Yavrucuğum
Şimdiden ünlüsün. Daha yoksun (daha doğrusu adın sanın belli değil, elbette ki varsın) ama epey bir takipçin olmuş. Millet meğer benim evlat edinme maceramı büyük bir dikkatle takip ediyormuş. Twitterlara düşmüşsün...
Açıkçası beklemiyordum. Ortalık başka meselelerle kaynarken, sana kavuşma hikâyemin ilgi çekeceğini sanmıyordum.
Annen ortalığı yine birbirine katmayı becerdi yavrum. (Normalde yavrum mavrum laflarını kullanmam, ağzımı alıştırmaya çalışıyorum, bilesin...) Aile ve Sosyal Politikalar Bakanlığı İstanbul İl Müdürlüğündeki “talihsiz” başlangıcımı yazdığım dünkü yazımdan sonra beni hem İstanbul İl Müdürlüğünden hem de Bakanlıktan aradılar. Bir bilgilendirme hatası olmuş.
Konuyu uzatmayacağım. Bana değil de başkasına yapılsaydı demeyeceğim. Herkesin bir köşesi yok demeyeceğim. Maksat bağcı dövmek değil, üzüm yemek diyeceğim. Halkımıza örnek olmak diyeceğim.

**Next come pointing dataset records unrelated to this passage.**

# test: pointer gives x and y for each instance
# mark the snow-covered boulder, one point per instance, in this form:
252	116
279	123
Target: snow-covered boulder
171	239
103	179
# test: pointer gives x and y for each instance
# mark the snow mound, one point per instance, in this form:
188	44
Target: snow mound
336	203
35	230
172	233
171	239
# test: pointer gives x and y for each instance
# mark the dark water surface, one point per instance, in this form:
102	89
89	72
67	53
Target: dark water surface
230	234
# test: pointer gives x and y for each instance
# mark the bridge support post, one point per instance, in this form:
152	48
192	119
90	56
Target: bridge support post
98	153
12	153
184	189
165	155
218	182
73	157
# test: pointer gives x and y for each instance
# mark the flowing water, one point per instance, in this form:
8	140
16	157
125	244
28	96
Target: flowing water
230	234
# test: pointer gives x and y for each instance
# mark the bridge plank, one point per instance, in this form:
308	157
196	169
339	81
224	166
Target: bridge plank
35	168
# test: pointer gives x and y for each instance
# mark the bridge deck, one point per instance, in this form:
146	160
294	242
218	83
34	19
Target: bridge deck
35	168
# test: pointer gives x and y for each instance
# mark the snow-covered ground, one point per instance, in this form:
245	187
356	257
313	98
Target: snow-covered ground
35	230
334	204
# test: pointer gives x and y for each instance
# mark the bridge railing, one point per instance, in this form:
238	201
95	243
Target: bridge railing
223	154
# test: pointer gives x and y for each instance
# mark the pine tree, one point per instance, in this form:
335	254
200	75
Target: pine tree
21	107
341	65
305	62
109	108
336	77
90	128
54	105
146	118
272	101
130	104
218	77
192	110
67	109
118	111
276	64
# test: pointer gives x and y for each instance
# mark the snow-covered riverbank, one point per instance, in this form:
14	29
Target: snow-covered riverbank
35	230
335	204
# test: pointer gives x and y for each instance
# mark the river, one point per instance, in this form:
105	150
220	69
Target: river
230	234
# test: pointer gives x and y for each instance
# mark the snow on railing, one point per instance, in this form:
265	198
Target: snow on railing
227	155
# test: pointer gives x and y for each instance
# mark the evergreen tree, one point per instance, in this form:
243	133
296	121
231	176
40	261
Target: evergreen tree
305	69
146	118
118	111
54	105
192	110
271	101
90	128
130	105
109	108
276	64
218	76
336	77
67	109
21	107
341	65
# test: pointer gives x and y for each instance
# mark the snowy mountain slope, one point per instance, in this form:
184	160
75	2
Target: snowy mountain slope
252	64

Fakat uzun telefon görüşmelerinden anladım ki “koruyucu annelik” çok daha pratik bir uygulama. Daha esnek, daha az talebi olan bir sistem. Ve aynı sonuca varılabiliyormuş.
İnternetten okudum biraz ama pek bir şey anlamadım. Yarın, yine aynı binada, stajyer olmayan bir elemanla uzun uzun konuşacağız.

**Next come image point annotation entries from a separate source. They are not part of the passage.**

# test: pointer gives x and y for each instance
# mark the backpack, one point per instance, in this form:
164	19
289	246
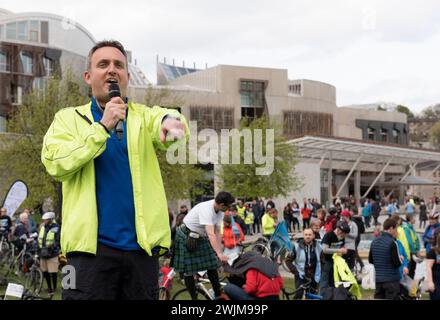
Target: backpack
360	224
339	293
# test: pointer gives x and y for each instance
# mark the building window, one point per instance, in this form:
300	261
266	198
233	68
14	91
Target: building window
11	31
22	31
371	134
16	94
48	66
252	98
4	62
295	89
383	135
26	61
396	136
299	123
216	118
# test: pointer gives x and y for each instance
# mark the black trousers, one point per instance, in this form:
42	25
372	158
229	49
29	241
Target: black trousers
387	290
113	275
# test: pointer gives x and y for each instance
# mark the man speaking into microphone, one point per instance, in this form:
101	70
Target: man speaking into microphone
115	215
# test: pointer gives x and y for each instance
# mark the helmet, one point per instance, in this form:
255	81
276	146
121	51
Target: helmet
434	215
48	216
343	226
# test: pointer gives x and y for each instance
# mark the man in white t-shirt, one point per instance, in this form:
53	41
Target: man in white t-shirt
197	244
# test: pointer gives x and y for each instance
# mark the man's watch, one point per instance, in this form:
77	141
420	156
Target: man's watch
169	116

Nasıl bir yüzün olacak acaba? Yetimhaneden bir Kıvanç Tatlıtuğ beklemem pek isabetli olmaz herhalde. Tabi olay Rusya’da geçmiyorsa!
Ben salya sümük Cağaloğlu’nda bir pastanede oturur, herkese derdimi whatsapp’larken çok çılgın bir öneri geldi: Git Rusya’da bir çocuk al!

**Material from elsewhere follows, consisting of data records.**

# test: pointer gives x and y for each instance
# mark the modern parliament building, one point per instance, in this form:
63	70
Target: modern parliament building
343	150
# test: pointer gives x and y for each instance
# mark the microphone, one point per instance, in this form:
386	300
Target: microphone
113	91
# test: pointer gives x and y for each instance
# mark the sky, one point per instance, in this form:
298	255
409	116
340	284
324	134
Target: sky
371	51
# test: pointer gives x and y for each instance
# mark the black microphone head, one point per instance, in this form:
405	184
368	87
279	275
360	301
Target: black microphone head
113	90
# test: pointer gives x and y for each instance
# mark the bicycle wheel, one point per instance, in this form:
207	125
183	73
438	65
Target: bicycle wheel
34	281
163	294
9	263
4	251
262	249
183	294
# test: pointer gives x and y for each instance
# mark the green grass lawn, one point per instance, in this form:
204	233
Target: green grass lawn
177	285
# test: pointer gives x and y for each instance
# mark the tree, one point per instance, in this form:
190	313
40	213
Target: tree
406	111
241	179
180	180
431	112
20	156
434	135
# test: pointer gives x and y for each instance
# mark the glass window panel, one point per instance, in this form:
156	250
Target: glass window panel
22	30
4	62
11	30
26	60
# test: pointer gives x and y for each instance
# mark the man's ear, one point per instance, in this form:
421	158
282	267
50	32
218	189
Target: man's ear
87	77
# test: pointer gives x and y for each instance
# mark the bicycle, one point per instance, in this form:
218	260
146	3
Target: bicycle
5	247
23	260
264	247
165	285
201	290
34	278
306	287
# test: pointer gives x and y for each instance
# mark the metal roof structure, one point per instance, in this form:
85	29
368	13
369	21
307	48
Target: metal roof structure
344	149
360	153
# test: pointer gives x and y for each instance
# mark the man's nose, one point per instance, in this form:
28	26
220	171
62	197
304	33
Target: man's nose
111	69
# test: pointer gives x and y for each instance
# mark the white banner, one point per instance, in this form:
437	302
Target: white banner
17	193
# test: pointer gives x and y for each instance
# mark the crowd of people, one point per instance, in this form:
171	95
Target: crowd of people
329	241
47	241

Meğer oradan çok kolay alınıyormuş. Amerikalı kadınlar gidip gidip öksüz çocuk alıyorlarmış Rusya’dan. Gerçi geçen aylarda Putin “biz çocuklarımıza bakarız, vermeyin Amerikalılara!” dedi ama “vermeyin Türklere!” demedi...
Bir diplomat tanımıştım yıllar önce. Adını vermeyeceğim eski Sovyetler Birliği ülkelerinden birinde görevliydi. Paçasında “baba, baba” diyen sarışın mavi gözlü dehşet güzel bir çocuk vardı... Bu piknik tip, esmer adamın nasıl böyle ateş parçası bir çocuğu olmuş diye içimden geçiriyordum ki anlattılar. Bir çocuk evlat edinmek istemiş. Çekik gözlü bir sürü çocuk göstermişler ama beğenmemiş bir türlü. Sonunda “Bana mavi gözlü bir çocuk bulun” diye açık açık talimat vermiş. Bulunduğu ülkede bulamayınca Rus yetimhanelerini soruşturmuşlar. Sibirya’da bulmuşlar. Bilmem kaç bin kilometre yol yapmış zavallı.
Hain olduğumuz için “Bu ne yav? Dekorasyon malzemesi mi evlatlık mı?” sorusunu sormadan edemedik tabii ama mavi gözleri sayesinde kendisine tapan bir babası olmuştu veledin. Şimdi 20 yaşlarına olmalı. Ortalığı cayır cayır yaktığından eminim.
Benim böyle ırkçı yaklaşımlarım yok elbette. Beklentim yakışıksız ama şeytan tüylü, boncuk gözlü esmer kavruk bir çocuk. A ah?! Niye oğlan deyip duruyorum ben?